JAKARTA – Rencana pemerintah untuk menaikkan premi BPJS dinilai tidak tepat mengingat kondisi perekonomian saat ini. Bahkan rencana tersebut diminta untuk dihentikan karena keadaan rakyat kecil sudah semakin berat dimana biaya hidup saat ini semakin meningkat akibat kenaikan bbm, gas, dan listrik. Demikian disampaikan Agung Nugroho, Ketua Nasional Relawan Kesehatan Indonesia (Rekan Indonesia).
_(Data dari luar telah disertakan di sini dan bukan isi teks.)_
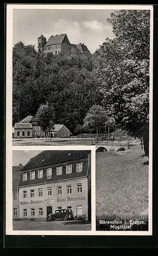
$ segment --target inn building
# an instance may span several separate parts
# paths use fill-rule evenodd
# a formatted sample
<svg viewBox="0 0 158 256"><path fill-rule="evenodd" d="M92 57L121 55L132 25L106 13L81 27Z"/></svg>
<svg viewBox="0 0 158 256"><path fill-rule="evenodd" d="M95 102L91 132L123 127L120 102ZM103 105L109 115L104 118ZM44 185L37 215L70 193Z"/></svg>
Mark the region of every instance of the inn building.
<svg viewBox="0 0 158 256"><path fill-rule="evenodd" d="M91 219L91 151L44 151L20 170L19 219L43 220L59 209Z"/></svg>

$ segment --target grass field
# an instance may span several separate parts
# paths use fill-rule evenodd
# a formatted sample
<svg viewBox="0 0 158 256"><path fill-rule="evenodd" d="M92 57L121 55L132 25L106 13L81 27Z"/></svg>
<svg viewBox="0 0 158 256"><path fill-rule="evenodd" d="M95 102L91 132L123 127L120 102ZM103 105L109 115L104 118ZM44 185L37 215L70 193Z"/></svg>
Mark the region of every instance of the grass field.
<svg viewBox="0 0 158 256"><path fill-rule="evenodd" d="M104 220L148 219L148 158L139 145L96 153L96 224Z"/></svg>

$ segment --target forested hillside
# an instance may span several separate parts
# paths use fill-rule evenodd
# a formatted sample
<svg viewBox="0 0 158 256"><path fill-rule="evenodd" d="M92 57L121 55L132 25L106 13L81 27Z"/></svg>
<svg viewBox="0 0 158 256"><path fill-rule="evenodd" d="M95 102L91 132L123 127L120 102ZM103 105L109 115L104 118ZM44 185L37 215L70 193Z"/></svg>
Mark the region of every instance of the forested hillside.
<svg viewBox="0 0 158 256"><path fill-rule="evenodd" d="M55 122L73 133L81 131L83 120L94 104L101 103L100 82L96 70L104 66L96 53L90 58L62 54L38 56L33 46L19 42L13 53L13 122L35 115L41 103L54 107Z"/></svg>

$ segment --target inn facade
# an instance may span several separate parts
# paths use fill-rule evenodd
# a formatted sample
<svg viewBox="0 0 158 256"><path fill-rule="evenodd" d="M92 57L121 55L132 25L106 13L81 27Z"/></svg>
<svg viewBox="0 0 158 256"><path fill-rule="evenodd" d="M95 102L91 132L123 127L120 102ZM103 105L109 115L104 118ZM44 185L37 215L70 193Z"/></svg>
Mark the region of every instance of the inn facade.
<svg viewBox="0 0 158 256"><path fill-rule="evenodd" d="M45 151L20 170L19 219L45 221L59 209L91 219L91 151Z"/></svg>

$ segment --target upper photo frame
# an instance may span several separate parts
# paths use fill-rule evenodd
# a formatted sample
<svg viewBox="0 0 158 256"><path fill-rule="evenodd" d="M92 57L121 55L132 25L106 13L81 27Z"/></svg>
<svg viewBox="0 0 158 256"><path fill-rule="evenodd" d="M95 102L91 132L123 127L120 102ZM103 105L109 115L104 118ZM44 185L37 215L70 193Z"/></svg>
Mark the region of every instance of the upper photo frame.
<svg viewBox="0 0 158 256"><path fill-rule="evenodd" d="M152 12L151 6L7 5L7 143L139 144L148 156Z"/></svg>

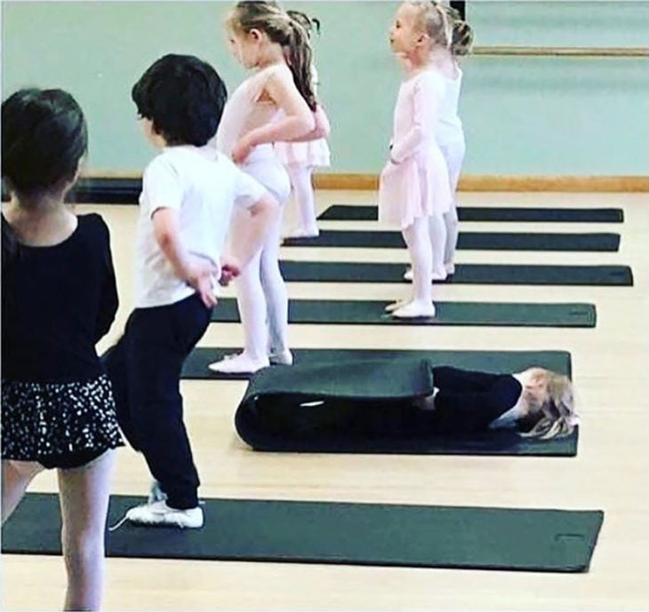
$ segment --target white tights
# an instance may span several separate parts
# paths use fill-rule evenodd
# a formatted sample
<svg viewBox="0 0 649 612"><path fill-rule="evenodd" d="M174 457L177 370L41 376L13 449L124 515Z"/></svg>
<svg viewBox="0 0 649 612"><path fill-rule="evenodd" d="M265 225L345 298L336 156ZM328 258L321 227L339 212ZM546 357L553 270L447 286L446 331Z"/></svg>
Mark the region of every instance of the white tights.
<svg viewBox="0 0 649 612"><path fill-rule="evenodd" d="M272 147L257 147L242 167L263 185L279 203L284 203L291 193L286 171L275 158ZM245 223L245 213L236 212L233 235L237 223ZM242 270L236 282L236 300L244 326L244 353L232 371L252 370L268 365L268 355L288 352L288 292L279 269L282 215L268 228L260 250ZM252 366L251 368L251 365Z"/></svg>
<svg viewBox="0 0 649 612"><path fill-rule="evenodd" d="M466 146L464 139L459 139L456 142L448 143L439 147L442 151L444 158L446 160L448 167L448 178L451 187L451 210L444 215L445 224L445 240L443 253L443 263L448 268L453 266L455 260L455 250L458 244L458 235L460 234L460 222L458 220L457 208L457 189L460 181L460 171L462 168L464 161L464 154ZM439 261L437 259L437 261Z"/></svg>
<svg viewBox="0 0 649 612"><path fill-rule="evenodd" d="M104 589L104 533L115 451L68 470L58 470L63 522L61 544L68 573L66 610L99 610ZM2 522L12 515L40 464L2 461Z"/></svg>
<svg viewBox="0 0 649 612"><path fill-rule="evenodd" d="M413 264L413 302L429 305L433 301L433 247L429 219L416 219L403 234Z"/></svg>
<svg viewBox="0 0 649 612"><path fill-rule="evenodd" d="M281 228L279 218L269 228L261 250L235 282L244 326L244 354L256 362L288 350L288 292L279 269Z"/></svg>
<svg viewBox="0 0 649 612"><path fill-rule="evenodd" d="M316 199L311 183L313 166L292 163L286 166L286 171L291 179L295 203L298 207L299 229L305 234L316 234Z"/></svg>

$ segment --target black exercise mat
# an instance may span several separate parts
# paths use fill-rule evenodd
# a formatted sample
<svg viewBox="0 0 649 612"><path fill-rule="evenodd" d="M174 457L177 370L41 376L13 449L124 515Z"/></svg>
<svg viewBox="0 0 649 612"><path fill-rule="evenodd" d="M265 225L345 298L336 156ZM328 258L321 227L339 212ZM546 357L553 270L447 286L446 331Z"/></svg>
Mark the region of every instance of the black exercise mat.
<svg viewBox="0 0 649 612"><path fill-rule="evenodd" d="M434 390L432 369L441 363L400 355L266 368L252 377L236 409L236 432L255 450L270 452L577 454L577 429L564 438L531 439L487 429L477 413L453 421L422 409L421 399Z"/></svg>
<svg viewBox="0 0 649 612"><path fill-rule="evenodd" d="M108 522L142 497L113 496ZM202 529L124 525L108 557L585 572L601 511L208 499ZM60 554L58 497L29 493L4 553Z"/></svg>
<svg viewBox="0 0 649 612"><path fill-rule="evenodd" d="M386 301L292 299L290 323L338 325L489 325L509 327L595 327L591 304L516 304L436 302L434 318L397 319ZM236 300L223 298L212 314L214 322L238 322Z"/></svg>
<svg viewBox="0 0 649 612"><path fill-rule="evenodd" d="M514 221L533 223L621 223L624 211L618 208L508 208L459 206L461 221ZM377 221L376 206L335 204L323 211L323 221Z"/></svg>
<svg viewBox="0 0 649 612"><path fill-rule="evenodd" d="M249 374L219 374L208 370L212 362L240 352L239 348L195 348L185 362L182 378L189 379L247 380ZM368 359L428 359L435 365L450 365L485 372L517 372L532 366L571 375L570 354L565 351L421 351L364 348L295 348L295 363L331 363ZM281 367L281 366L276 366Z"/></svg>
<svg viewBox="0 0 649 612"><path fill-rule="evenodd" d="M141 179L82 179L68 195L75 203L137 204Z"/></svg>
<svg viewBox="0 0 649 612"><path fill-rule="evenodd" d="M405 264L291 261L280 262L290 282L405 282ZM448 282L448 281L447 281ZM632 286L628 266L523 266L459 264L452 282L496 285Z"/></svg>
<svg viewBox="0 0 649 612"><path fill-rule="evenodd" d="M284 246L405 249L400 232L323 230L314 238L287 238ZM461 232L458 249L472 250L580 250L616 251L618 234L521 234L515 232Z"/></svg>

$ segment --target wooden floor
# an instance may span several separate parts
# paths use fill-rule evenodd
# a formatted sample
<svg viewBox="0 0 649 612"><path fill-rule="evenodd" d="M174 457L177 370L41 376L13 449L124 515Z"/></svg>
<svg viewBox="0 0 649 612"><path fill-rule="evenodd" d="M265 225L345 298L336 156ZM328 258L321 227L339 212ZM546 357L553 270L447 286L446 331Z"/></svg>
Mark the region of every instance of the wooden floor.
<svg viewBox="0 0 649 612"><path fill-rule="evenodd" d="M370 203L364 192L320 192L318 204ZM620 232L617 253L467 251L459 263L627 264L635 286L448 285L437 299L580 301L597 308L596 329L295 325L295 347L560 349L573 355L581 430L574 458L273 455L248 450L232 425L242 382L185 381L188 429L203 497L602 509L590 571L581 575L183 560L108 560L108 610L640 610L649 608L649 287L646 195L461 194L465 205L620 207L621 224L463 223L479 231ZM132 305L134 206L97 211L112 231L122 306ZM372 224L367 224L370 226ZM357 227L329 222L323 227ZM390 250L291 249L292 258L405 261ZM292 298L393 299L399 285L294 283ZM228 290L226 295L231 295ZM212 324L201 346L238 346L238 325ZM114 491L144 494L141 457L119 453ZM32 490L53 491L53 473ZM60 608L59 558L4 556L3 610Z"/></svg>

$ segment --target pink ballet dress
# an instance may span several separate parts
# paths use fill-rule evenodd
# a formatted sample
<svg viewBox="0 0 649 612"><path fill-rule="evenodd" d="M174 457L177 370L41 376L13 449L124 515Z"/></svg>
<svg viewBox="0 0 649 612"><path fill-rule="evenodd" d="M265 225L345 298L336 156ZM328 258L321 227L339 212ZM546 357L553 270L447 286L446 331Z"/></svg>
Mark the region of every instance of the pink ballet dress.
<svg viewBox="0 0 649 612"><path fill-rule="evenodd" d="M423 70L405 81L395 107L390 157L381 174L379 220L405 229L421 217L448 212L452 194L435 131L445 98L442 76Z"/></svg>
<svg viewBox="0 0 649 612"><path fill-rule="evenodd" d="M314 91L316 91L319 78L317 70L313 65L311 66L311 82ZM331 164L331 153L326 139L300 142L276 142L275 155L284 166L325 168Z"/></svg>
<svg viewBox="0 0 649 612"><path fill-rule="evenodd" d="M275 155L284 166L324 168L331 163L326 139L305 142L276 142Z"/></svg>

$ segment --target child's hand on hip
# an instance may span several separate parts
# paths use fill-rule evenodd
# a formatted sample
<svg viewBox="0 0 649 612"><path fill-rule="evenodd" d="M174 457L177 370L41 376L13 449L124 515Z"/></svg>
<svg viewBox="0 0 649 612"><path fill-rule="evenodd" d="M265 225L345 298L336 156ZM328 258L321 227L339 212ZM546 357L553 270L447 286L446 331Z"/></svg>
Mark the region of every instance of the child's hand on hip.
<svg viewBox="0 0 649 612"><path fill-rule="evenodd" d="M217 302L212 289L212 281L218 274L218 266L205 259L198 258L192 261L188 270L187 282L196 290L201 300L208 308L212 308Z"/></svg>
<svg viewBox="0 0 649 612"><path fill-rule="evenodd" d="M235 163L243 163L252 150L252 143L247 136L240 138L232 149L232 161Z"/></svg>
<svg viewBox="0 0 649 612"><path fill-rule="evenodd" d="M238 260L229 255L224 255L220 258L220 277L219 284L227 287L241 274L241 264Z"/></svg>

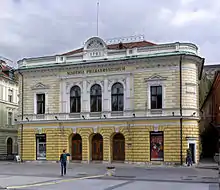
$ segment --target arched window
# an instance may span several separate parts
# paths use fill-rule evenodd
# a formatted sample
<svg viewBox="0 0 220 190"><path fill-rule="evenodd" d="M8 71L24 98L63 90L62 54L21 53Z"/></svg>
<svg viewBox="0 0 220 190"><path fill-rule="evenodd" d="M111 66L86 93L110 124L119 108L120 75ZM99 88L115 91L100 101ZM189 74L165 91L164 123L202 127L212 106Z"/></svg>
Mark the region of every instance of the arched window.
<svg viewBox="0 0 220 190"><path fill-rule="evenodd" d="M121 83L112 85L112 111L124 110L124 87Z"/></svg>
<svg viewBox="0 0 220 190"><path fill-rule="evenodd" d="M102 111L102 88L98 84L94 84L90 89L90 111Z"/></svg>
<svg viewBox="0 0 220 190"><path fill-rule="evenodd" d="M79 113L81 111L81 89L73 86L70 90L70 113Z"/></svg>

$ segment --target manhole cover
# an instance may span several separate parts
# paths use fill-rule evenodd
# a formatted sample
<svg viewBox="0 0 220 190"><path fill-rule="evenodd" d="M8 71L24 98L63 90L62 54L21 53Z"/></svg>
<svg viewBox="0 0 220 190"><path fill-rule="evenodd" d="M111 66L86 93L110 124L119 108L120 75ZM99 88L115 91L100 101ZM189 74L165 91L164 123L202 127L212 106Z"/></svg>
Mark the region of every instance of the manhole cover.
<svg viewBox="0 0 220 190"><path fill-rule="evenodd" d="M78 173L77 175L82 176L82 175L87 175L87 173Z"/></svg>
<svg viewBox="0 0 220 190"><path fill-rule="evenodd" d="M118 177L118 178L136 178L136 176L119 176L119 175L115 175L115 177Z"/></svg>

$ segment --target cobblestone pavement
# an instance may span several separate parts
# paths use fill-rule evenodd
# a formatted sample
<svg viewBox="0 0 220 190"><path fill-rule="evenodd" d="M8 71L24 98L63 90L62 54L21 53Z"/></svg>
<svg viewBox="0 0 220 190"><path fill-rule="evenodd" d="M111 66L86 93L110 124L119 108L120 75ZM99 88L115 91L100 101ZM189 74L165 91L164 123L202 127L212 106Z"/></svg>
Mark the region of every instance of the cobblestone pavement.
<svg viewBox="0 0 220 190"><path fill-rule="evenodd" d="M61 177L59 166L56 163L0 162L0 186L30 190L72 190L73 187L90 190L218 189L216 170L115 164L116 176L107 177L106 164L71 163L67 176Z"/></svg>

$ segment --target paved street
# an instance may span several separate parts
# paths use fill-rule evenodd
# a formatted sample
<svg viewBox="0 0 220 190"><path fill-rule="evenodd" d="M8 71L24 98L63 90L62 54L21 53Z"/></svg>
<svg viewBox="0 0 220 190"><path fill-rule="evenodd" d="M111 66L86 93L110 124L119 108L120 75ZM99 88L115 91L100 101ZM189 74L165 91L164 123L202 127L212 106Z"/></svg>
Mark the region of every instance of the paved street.
<svg viewBox="0 0 220 190"><path fill-rule="evenodd" d="M0 186L8 189L52 190L217 190L217 170L115 164L116 176L105 176L104 164L69 164L59 175L59 164L0 162Z"/></svg>

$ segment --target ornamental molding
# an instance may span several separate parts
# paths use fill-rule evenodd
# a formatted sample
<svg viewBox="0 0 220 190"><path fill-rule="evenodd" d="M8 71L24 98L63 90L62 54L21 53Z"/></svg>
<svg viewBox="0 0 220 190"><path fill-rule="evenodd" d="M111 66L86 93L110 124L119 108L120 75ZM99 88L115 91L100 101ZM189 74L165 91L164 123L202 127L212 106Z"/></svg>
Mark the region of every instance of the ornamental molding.
<svg viewBox="0 0 220 190"><path fill-rule="evenodd" d="M70 94L70 90L73 86L79 86L81 94L83 93L83 81L78 82L66 82L66 94Z"/></svg>
<svg viewBox="0 0 220 190"><path fill-rule="evenodd" d="M111 91L112 86L117 82L123 85L124 91L126 90L126 78L115 78L115 79L108 79L108 91L109 92Z"/></svg>
<svg viewBox="0 0 220 190"><path fill-rule="evenodd" d="M93 85L98 84L101 86L102 93L104 92L104 80L87 80L87 92L90 93L90 89Z"/></svg>
<svg viewBox="0 0 220 190"><path fill-rule="evenodd" d="M41 82L39 82L31 87L32 90L42 90L42 89L49 89L49 88L50 88L49 85L45 85Z"/></svg>
<svg viewBox="0 0 220 190"><path fill-rule="evenodd" d="M162 77L158 74L153 74L152 76L145 78L145 82L156 82L156 81L164 81L167 80L167 77Z"/></svg>

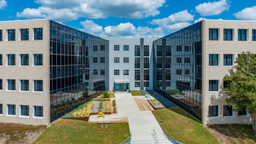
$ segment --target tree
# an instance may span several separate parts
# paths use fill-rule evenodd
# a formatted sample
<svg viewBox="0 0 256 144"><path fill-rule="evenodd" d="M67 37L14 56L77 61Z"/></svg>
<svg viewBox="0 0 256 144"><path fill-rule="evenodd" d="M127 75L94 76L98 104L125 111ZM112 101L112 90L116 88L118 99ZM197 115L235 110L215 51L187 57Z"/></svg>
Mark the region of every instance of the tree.
<svg viewBox="0 0 256 144"><path fill-rule="evenodd" d="M236 59L237 64L230 76L224 77L226 99L235 111L245 108L251 117L253 130L256 130L256 57L243 52Z"/></svg>

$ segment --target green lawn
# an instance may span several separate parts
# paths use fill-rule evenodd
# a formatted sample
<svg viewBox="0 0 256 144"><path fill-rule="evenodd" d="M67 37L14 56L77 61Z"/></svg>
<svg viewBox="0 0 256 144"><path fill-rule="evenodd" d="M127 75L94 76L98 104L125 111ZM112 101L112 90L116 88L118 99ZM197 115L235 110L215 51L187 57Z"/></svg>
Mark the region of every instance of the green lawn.
<svg viewBox="0 0 256 144"><path fill-rule="evenodd" d="M206 127L179 107L152 111L163 130L182 143L219 143Z"/></svg>
<svg viewBox="0 0 256 144"><path fill-rule="evenodd" d="M143 95L139 90L131 90L131 94L133 96L140 96Z"/></svg>
<svg viewBox="0 0 256 144"><path fill-rule="evenodd" d="M128 123L101 124L61 120L46 129L34 143L122 143L130 136Z"/></svg>

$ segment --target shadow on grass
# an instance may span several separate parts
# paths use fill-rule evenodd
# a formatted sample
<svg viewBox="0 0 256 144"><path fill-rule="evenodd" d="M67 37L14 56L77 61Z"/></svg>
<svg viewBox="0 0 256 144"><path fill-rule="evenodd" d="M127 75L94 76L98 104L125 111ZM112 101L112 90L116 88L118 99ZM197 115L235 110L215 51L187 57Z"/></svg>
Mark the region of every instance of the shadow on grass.
<svg viewBox="0 0 256 144"><path fill-rule="evenodd" d="M190 114L188 114L187 111L184 111L182 108L175 106L175 107L169 107L166 108L169 111L171 111L172 112L175 112L176 114L179 114L180 115L182 115L184 117L188 117L188 119L194 121L197 123L201 124L201 121L199 121L198 119L196 119L194 117L191 116Z"/></svg>

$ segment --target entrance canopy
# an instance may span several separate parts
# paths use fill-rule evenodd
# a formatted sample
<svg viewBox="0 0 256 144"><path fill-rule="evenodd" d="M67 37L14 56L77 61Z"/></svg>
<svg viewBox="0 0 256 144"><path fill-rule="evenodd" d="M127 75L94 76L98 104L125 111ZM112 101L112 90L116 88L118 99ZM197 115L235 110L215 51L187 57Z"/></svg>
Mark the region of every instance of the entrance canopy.
<svg viewBox="0 0 256 144"><path fill-rule="evenodd" d="M115 80L114 90L115 91L129 91L130 80Z"/></svg>
<svg viewBox="0 0 256 144"><path fill-rule="evenodd" d="M130 80L115 80L115 83L129 83Z"/></svg>

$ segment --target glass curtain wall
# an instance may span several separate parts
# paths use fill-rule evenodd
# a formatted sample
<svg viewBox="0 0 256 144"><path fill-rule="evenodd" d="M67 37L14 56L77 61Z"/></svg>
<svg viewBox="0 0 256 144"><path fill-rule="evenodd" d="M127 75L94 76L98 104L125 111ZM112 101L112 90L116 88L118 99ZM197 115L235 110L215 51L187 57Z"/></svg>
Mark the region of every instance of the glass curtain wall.
<svg viewBox="0 0 256 144"><path fill-rule="evenodd" d="M93 51L96 46L100 51ZM51 121L106 90L108 55L109 41L50 22ZM93 58L105 61L93 63Z"/></svg>
<svg viewBox="0 0 256 144"><path fill-rule="evenodd" d="M161 89L160 92L172 97L199 120L202 107L201 40L199 22L153 42L155 61L158 61L154 66L154 89ZM157 61L160 59L161 61Z"/></svg>

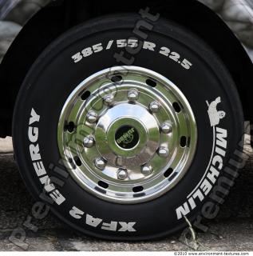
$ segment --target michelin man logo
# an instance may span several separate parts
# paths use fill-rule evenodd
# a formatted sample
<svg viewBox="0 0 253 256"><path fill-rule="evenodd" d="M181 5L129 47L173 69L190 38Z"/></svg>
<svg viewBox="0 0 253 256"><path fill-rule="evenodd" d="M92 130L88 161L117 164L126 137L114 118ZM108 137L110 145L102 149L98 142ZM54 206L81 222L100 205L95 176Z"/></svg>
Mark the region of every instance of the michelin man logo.
<svg viewBox="0 0 253 256"><path fill-rule="evenodd" d="M208 114L211 122L211 126L215 126L219 125L219 120L223 119L226 116L224 111L218 111L217 105L221 102L220 97L218 97L215 101L211 102L210 104L206 101L208 106Z"/></svg>

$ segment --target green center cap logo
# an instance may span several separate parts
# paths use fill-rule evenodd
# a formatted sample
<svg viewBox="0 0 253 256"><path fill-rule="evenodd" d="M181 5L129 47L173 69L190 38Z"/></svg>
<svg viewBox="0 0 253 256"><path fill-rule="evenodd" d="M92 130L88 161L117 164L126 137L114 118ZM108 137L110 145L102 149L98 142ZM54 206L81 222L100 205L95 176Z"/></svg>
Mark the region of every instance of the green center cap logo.
<svg viewBox="0 0 253 256"><path fill-rule="evenodd" d="M139 134L134 127L123 126L117 130L115 140L121 147L129 150L138 143Z"/></svg>

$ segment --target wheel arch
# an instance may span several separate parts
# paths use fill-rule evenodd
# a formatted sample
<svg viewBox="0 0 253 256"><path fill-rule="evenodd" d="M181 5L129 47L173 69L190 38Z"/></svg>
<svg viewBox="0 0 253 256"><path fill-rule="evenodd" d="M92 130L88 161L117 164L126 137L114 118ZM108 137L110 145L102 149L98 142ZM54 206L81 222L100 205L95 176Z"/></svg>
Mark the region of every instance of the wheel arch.
<svg viewBox="0 0 253 256"><path fill-rule="evenodd" d="M218 54L237 86L245 120L253 120L250 109L253 63L234 33L212 10L196 0L136 2L113 6L76 0L57 0L42 9L24 26L0 66L0 136L11 135L12 114L26 74L43 50L61 34L89 18L102 14L150 7L165 18L187 27ZM225 43L224 43L225 42Z"/></svg>

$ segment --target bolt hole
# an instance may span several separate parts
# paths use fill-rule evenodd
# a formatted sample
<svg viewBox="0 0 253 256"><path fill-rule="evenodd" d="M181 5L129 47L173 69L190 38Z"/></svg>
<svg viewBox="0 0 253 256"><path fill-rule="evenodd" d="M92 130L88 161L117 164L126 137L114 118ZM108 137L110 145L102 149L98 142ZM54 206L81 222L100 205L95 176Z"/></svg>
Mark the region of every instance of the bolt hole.
<svg viewBox="0 0 253 256"><path fill-rule="evenodd" d="M73 160L74 160L74 162L75 162L75 163L76 163L76 165L77 166L81 166L81 162L80 158L77 156L75 156L73 158Z"/></svg>
<svg viewBox="0 0 253 256"><path fill-rule="evenodd" d="M122 77L119 74L114 75L113 77L111 78L111 81L113 82L119 82L122 80Z"/></svg>
<svg viewBox="0 0 253 256"><path fill-rule="evenodd" d="M107 189L109 187L109 185L106 182L104 182L102 181L99 181L97 184L98 186L103 187L104 189Z"/></svg>
<svg viewBox="0 0 253 256"><path fill-rule="evenodd" d="M153 81L152 79L147 79L146 84L151 87L156 87L156 82Z"/></svg>
<svg viewBox="0 0 253 256"><path fill-rule="evenodd" d="M182 136L181 138L180 138L180 146L181 146L181 147L185 147L186 146L186 142L187 142L186 137L185 136Z"/></svg>
<svg viewBox="0 0 253 256"><path fill-rule="evenodd" d="M168 178L172 173L173 172L173 169L172 168L168 168L164 174L164 176L165 178Z"/></svg>
<svg viewBox="0 0 253 256"><path fill-rule="evenodd" d="M172 106L176 113L180 113L181 111L181 107L177 102L174 102Z"/></svg>
<svg viewBox="0 0 253 256"><path fill-rule="evenodd" d="M86 90L85 92L84 92L81 96L81 98L85 101L90 96L90 91L89 90Z"/></svg>
<svg viewBox="0 0 253 256"><path fill-rule="evenodd" d="M135 186L132 188L132 191L134 193L137 193L137 192L140 192L144 190L143 186Z"/></svg>
<svg viewBox="0 0 253 256"><path fill-rule="evenodd" d="M69 122L64 127L64 130L67 130L69 133L73 133L74 129L75 129L75 124L73 123L73 122Z"/></svg>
Agung menilai, BPJS sejatinya adalah jaminan sosial yang ditujukan untuk meningkatkan kesejahteraan rakyat dalam hak perlindungan kesehatan. Sehingga tidak masuk akal alasan kenaikan karena defisit anggaran sebagai akibat banyaknya dana yang dikeluarkan untuk menjamin penyakit berat tidak menular seperti jantung, ginjal, kanker, dan lain lain.
“Mengapa? Karena persoalan defisitnya BPJS adalah tanggungan pemerintah untuk mensubsidi BPJS agar tidak defisit sesuai UU BPJS yang ada saat ini. Sehingga lucu jika karena persoalan defisit anggaran maka rakyat yang harus diperas dengan menaikan premi BPJS,” ujar Agung dalam keterangan persnya kepada media di Jakarta, Senin (11/1/2016).
Agung Nugroho menambahkan, selama ini pelayanan BPJS masih morat-marit, misalnya masih belum adanya perlindungan bagi peserta yang sering menjadi korban pembatasan pelayanan di rumah sakit atau masih seringnya peserta BPJS ditolak masuk kamar rawat inap dengan alasan penuh namun. “Anehnya ketika kasus penolakan ter-blow up media tiba-tiba kamar rawat inap ada yang kosong. Kan aneh!” tegas Agung.
Selain itu, menurut Agung masih ada peserta yang masih dibebankan biaya tambahan untuk jenis obat yang oleh rumah sakit dikatakan tidak ditanggung BPJS. Ketika kasus ini terekspose di media, rumah sakit memberikan klarifikasi dengan alasan kesalahan komunikasi atau obat memang habis tetapi sudah diusahakan sehingga obatnya tersedia.
“Kasus lain yang kerap terjadi adalah upgrade dan downgrade kepesertaan, dimana ketika peserta BPJS yang di-ikutinya adalah kelas 1 misalnya dengan alasan kamar kelas 1 penuh, peserta dinaikan ke VIP tanpa persetujuan peserta yang menyebabkan peserta dikenakan tambahan biaya pada akhir masa perawatan atau diturunkan kelas perawatannya ke kelas yang lebih rendah misalnya kelas 3 tanpa ada pergantian kompensasi kepesertaan bagi peserta yang sudah membayar premi sesuai kelas yang di-ikutinya misalnya kelas 2 dan jelas 1,” papar Agung.
Bahkan untuk sosialisasinya BPJS dinilai tidak maksimal. Pola sosialisasinya masih ujung galah dimana pada saat forum sosialisasi pesertanya hanyalah pucuk-pucuk pimpinan baik itu gubernur, walikota, kadinkes, kasudinkes, dirut RS, kepala puskesmas, camat, lurah, ketua RW, dan ketua RT. Nantinya diharapkan pada ujung galah ini akan terdistribusi informasi ke bawah. “Pada kenyataannya ternyata tidak, rakyat dibawah masih sama sekali belum paham terhadap apa itu BPJS, bagaimana cara menjadi pesertanya, apa saja manfaat yang didapat, apa saja benturan regulasi yang akan menghambat hak kepesertaan mereka dan kemana harus mengadu ketika mendapat hambatan dalam menggunakan hak kepesertaan,” tambah Agung.
Karenanya tak heran jika rakyat bawah masih sering jadi korban pelayanan baik di rumah sakit, puskesmas, maupun di kantor BPJS itu sendiri. Sehingga Agung menyimpukan, keputusan menaikkan premi BPJS dinilai tidak bijak.
“Apalagi Ketua Komisi IX DPR RI, Dede Yusuf mengatakan sebaiknya BPJS membenahi dulu pelayanannya baru menuntut kenaikan premi. Ditambah lagi dalam Forum Evaluasi JKN yang diadakan oleh Kemenkes (31/3/2015), peserta evaluasi juga masih meminta penundaan terhadap kenaikan premi BPJS ini,” pungkas Agung.